Filmin merkezinde tırnaklarını yiyen bir manikürist(!) olan Carole ve onun sessiz dünyası var. Güzel ve çevresi tarafından arzulanan bir kadın olan Carole, buna karşın sosyalleşme ciddi sorunları yaşıyor. Bunun temelinde muhtemelen geçmişinde yaşadığı bir tecavüz vakası var. Film bunu bize açıkça belirtmiyor; ancak Carole'ün kabuslarında sürekli kendine uzanan eller ve ona tecavüz etmeye çalışan bir adam görmesini bunun kanıtları olarak görebiliriz. Bütün bunlar bakire olmasından dolayı cinsellikten korkması olarak da yorumlanabilir. Bu konuda kendisine, penceresinden görünen rahibeler de pek yardımcı olamıyor, ama sürekli dikkat çeken zil sesi, sanki Carole'ün din üstüne bazı korkuları olduğunu da ima etmekte.


Korkularının üstüne aynı evde yaşadığı ablasının evli bir adamla olan ilişkisi de eklenince Carole delilik sınırına yanaşıyor. Zaten pasif bir yapısı olan Carole, belki de dünyada bağlandığı tek insan olan ablasını da cinsellik nedeniyle bir adama kaptırdığını düşünmeye başlıyor, adamın eşyalarına dahi tahammülü yok. (Zaten bu eşyalardan biri olan usturanın, Sudaki Bıçak filmindeki gibi bir iktidar metaforu olduğuna inanıyorum).
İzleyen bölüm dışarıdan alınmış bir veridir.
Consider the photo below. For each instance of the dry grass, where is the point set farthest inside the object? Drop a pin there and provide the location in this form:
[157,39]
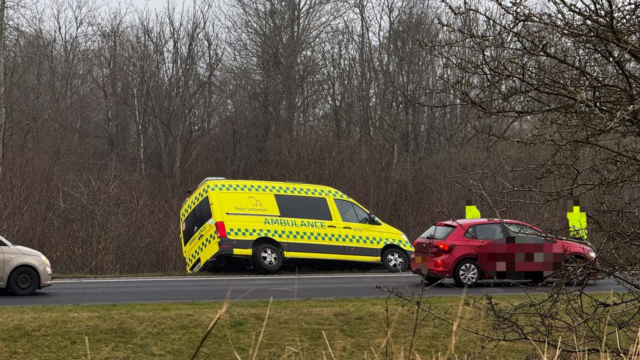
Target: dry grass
[307,329]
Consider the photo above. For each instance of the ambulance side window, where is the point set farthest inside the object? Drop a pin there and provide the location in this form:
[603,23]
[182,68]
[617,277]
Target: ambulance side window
[350,212]
[303,207]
Ablasıyla evli adamın beraber İtalya tatiline çıkmalarından sonra yalnız kalan Carole kontrolünü iyice kaybediyor. Çalıştığı yerde hayaller alemine daldıktan ve bu nedenle bir kadının parmağını kestikten sonra manikürcü ile evi arasındaki gidiş gelişleri de son bulan Carole, bütün zamanını evde geçirirmeye başlıyor. Bu evde bekleyiş sırasında dışarıda kalan et ve patatesler gibi kendi aklı da çürümeye başlıyor. Duvarlarda oluşan çatlaklar gittikçe derinleşirken, Carole de insanlar ile ilişki kurmaktan iyice korkar hale geliyor ve filmin başından beri kendisine ilgi duyan Colin'i ve kirayı almaya gelen ev sahibini öldürüyor. (Burada Colin'in Carole'e karşı temiz duygular beslediğini; ancak ev sahibinin aynı masumlukta olmadığını belirtelim). Öldürme vakaları da onun korkularını gittikçe artırıyor, öyle ki artık bütün duvarlar kendisine saldıran ellerden oluşmaktadır.


İlk filmi Sudaki Bıçak (Knife on the Water) ile adını duyurmayı başaran Roman Polanski'nin, bu filminde de oldukça başarılı bir iş çıkardığını görmekteyiz. Filmi özel kılan detaylardan biri de sahneleri birbirine çok iyi bağlayan ve Carole'ün yaşadığı rahatsızlığı bize çok iyi aktaran ses düzeni. Kendisi teknik açıdan en kötü filmi olduğunu iddia etse de, görüntü kalitesinin de üzt düzey olduğunu söyleyelim. 60'ların gözde film mekanı olan İngiltere'nin o dönemki durumunu ve dönemin süper yıldızlarından Catherine Deneuve'ü de görmek istiyorsanız, bu filmi kaçırmayın derim.